La más aterrada era Gloria. Sabía perfectamente que el aula de su querida hermana daba al pasillo central. Algunos de sus compañeros se quedaron ahí. Otros se dirigieron, con ella, hacia donde provenían los ruidos.
Cuando llegaron, casi se desmayan del susto. En el centro del corredor estaban los uniformes de la muerte, capturando a los estudiantes que corrían a la salida desesperados. Los que eran capturados luchaban con todas sus fuerzas por librarse, pero sus intentos eran inútiles, aunque lograran darle algún que otro golpe a sus perseguidores no tardaban mucho en terminar en el suelo atados y en algunos casos inconscientes.
Divisó a Lara entre medio de la multitud y corrió tras ella. Su hermana temblaba de pies a cabeza, incapaz de moverse. Intentó alentarla, al igual que sus amigos. Estaba tan pálida que de no haber sido porque respiraba cualquiera la hubiera dado por muerta.
Al ver que no reaccionaba la agarró del brazo y la arrastró. El brusco movimiento pareció devolverla a la realidad.

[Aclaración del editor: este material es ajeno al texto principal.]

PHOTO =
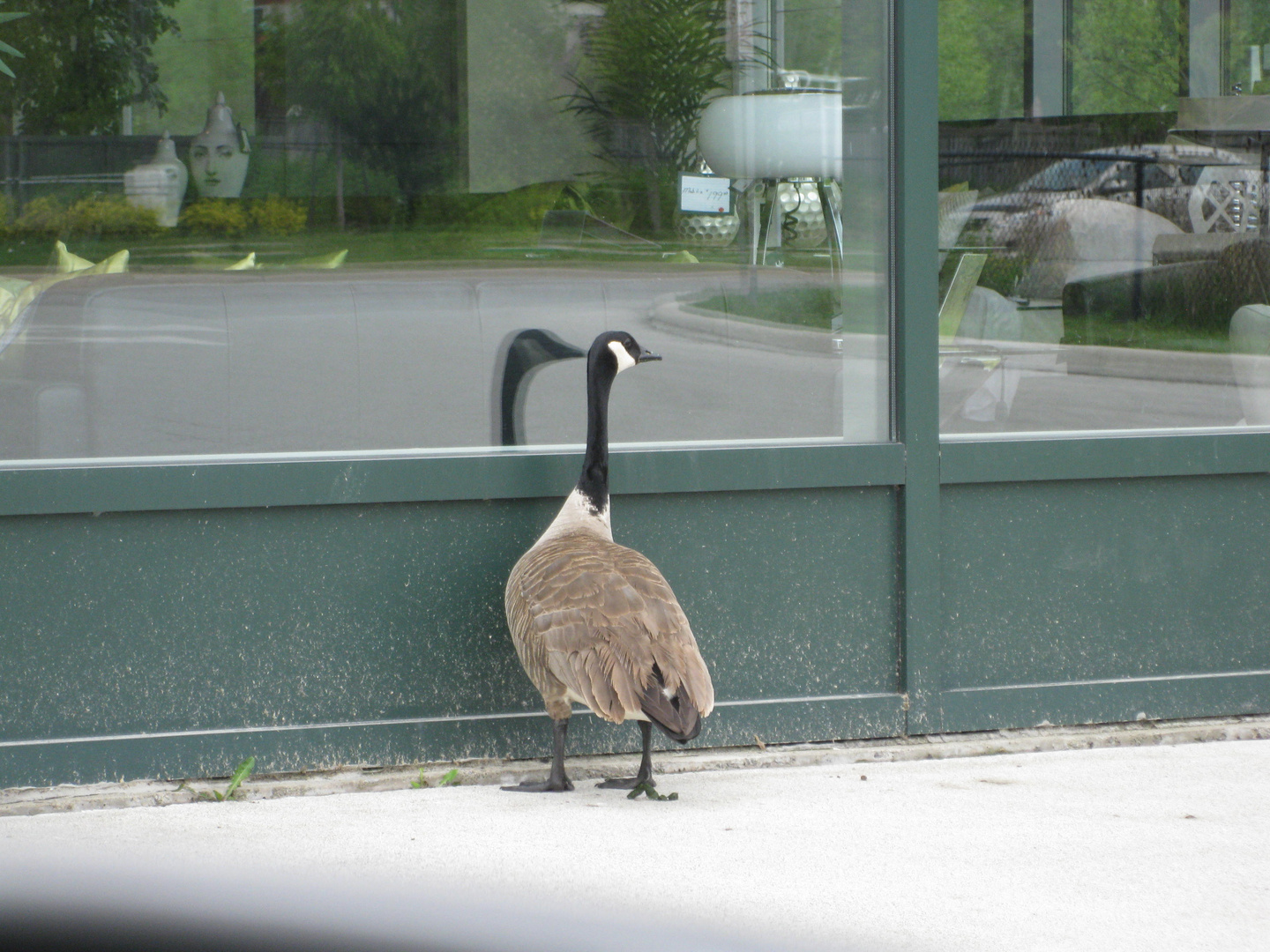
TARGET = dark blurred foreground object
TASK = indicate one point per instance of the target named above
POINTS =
(86, 908)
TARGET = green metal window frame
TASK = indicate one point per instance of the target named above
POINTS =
(915, 461)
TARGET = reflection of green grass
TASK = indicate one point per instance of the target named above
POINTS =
(366, 248)
(804, 308)
(1104, 331)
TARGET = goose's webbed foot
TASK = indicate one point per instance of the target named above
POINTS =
(557, 781)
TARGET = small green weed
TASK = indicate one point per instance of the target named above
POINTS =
(240, 773)
(450, 778)
(646, 788)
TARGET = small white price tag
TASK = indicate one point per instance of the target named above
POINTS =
(705, 193)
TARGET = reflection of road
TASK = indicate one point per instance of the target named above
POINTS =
(215, 363)
(1088, 387)
(145, 365)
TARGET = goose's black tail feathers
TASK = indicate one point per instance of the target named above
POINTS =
(677, 716)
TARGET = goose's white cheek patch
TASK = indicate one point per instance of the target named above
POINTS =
(624, 360)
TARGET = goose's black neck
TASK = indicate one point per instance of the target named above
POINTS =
(594, 482)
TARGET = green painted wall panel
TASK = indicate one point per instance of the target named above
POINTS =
(1105, 579)
(386, 744)
(1106, 701)
(193, 621)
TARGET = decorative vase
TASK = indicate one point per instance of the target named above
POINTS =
(707, 230)
(159, 184)
(802, 213)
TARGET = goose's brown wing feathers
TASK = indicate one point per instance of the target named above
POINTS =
(594, 619)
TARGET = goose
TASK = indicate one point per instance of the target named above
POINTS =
(594, 622)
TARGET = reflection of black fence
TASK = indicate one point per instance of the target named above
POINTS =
(1138, 161)
(36, 163)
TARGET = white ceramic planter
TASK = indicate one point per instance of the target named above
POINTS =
(773, 135)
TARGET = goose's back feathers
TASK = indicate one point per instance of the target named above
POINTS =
(596, 622)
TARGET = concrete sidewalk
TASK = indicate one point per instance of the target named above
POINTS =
(1131, 848)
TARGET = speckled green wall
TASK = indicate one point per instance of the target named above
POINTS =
(198, 637)
(1154, 594)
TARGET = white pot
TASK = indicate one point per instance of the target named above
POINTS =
(773, 136)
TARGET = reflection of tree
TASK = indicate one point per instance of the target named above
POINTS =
(385, 77)
(981, 58)
(84, 63)
(651, 66)
(1124, 56)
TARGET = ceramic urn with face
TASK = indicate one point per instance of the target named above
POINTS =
(219, 155)
(159, 184)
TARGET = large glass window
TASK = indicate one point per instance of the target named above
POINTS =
(1102, 215)
(351, 227)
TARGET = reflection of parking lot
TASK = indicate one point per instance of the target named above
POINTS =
(196, 365)
(230, 363)
(1088, 389)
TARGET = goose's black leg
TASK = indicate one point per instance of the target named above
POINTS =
(557, 779)
(646, 766)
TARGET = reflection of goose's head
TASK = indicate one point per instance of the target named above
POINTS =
(522, 354)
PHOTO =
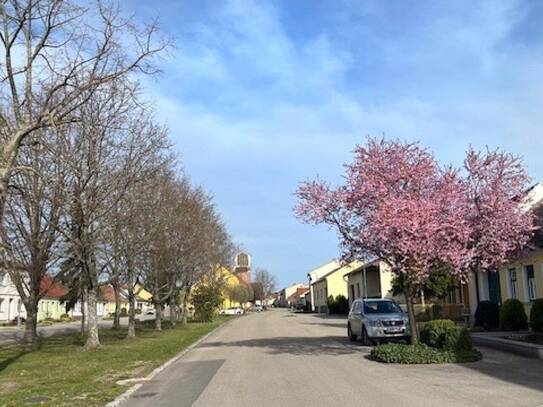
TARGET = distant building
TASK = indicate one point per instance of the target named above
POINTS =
(242, 267)
(316, 274)
(286, 293)
(331, 284)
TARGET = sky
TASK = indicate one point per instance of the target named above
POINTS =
(260, 95)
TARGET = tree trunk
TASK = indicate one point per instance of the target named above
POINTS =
(185, 306)
(31, 334)
(158, 316)
(84, 301)
(173, 310)
(131, 311)
(93, 340)
(117, 318)
(411, 314)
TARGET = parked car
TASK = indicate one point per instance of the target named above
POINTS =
(298, 308)
(377, 319)
(232, 311)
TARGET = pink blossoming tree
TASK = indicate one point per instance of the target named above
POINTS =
(500, 218)
(398, 205)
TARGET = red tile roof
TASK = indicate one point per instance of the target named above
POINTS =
(51, 288)
(107, 293)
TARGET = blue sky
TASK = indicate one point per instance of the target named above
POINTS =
(260, 95)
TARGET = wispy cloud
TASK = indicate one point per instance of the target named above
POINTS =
(257, 98)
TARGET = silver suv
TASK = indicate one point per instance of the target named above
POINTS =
(377, 319)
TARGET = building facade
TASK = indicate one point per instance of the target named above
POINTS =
(315, 275)
(332, 284)
(369, 280)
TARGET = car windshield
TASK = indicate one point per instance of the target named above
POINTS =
(381, 307)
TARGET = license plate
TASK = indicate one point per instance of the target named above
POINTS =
(394, 329)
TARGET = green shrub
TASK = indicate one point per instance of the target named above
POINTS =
(512, 316)
(206, 301)
(421, 354)
(444, 334)
(536, 315)
(339, 305)
(487, 315)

Ambas, de la mano, corrieron lo más rápido que podían. Pero al pasar cerca de uno de los carceleros, Gloria sintió un tirón fuerte en el brazo que le hizo soltar la mano de Lara. Se dio vuelta y la vio gritar desesperada, un lamento agudo y prolongado.
Lo último que pudo ver fue que le asestaban un golpe en la cabeza que la desplomó en el piso.
No logró hacer nada, uno de sus compañeros la tomó del brazo y la llevó a la salida. Todo era muy confuso, la gente gritaba y corría de acá para allá. Sus caras eran una mezcla de miedo y desesperación. Pero ella no los oía, lo único que escuchaba era la voz de su hermana, a lo lejos.
No prestó atención a lo que sucedía a su alrededor, ni siquiera se alegró cuando estuvieron a salvo del infierno. Su mirada vacía seguía perdida entre los momentos vividos.
La corrida fue agotadora. Cuando llegó a casa, su madre sollozó por su hija perdida, la que había quedado atrás, mientras que su padre padecía en silencio el vacío que lo consumía por dentro.
Esa noche, en su cuarto, la desdichada niña lloró y lloró por su hermana y por todas las desgracias ocurridas, hasta que sus lágrimas se agotaron. Miró por la ventana con la cara roja del llanto. En el cielo, todavía no del todo oscuro, se veía solo una nube. Primero no le prestó atención, pero después empezó a fijarse con más detenimiento. Tenía la forma de un rostro. Abrió bien los ojos al ver que la figura era idéntica a Lara. Pero no era la Lara asustada y callada de esas últimas semanas, sonreía. Antes de que la nube cambiara de forma le pareció ver que sus ojos brillaban, otra vez, lúcidos y alegres.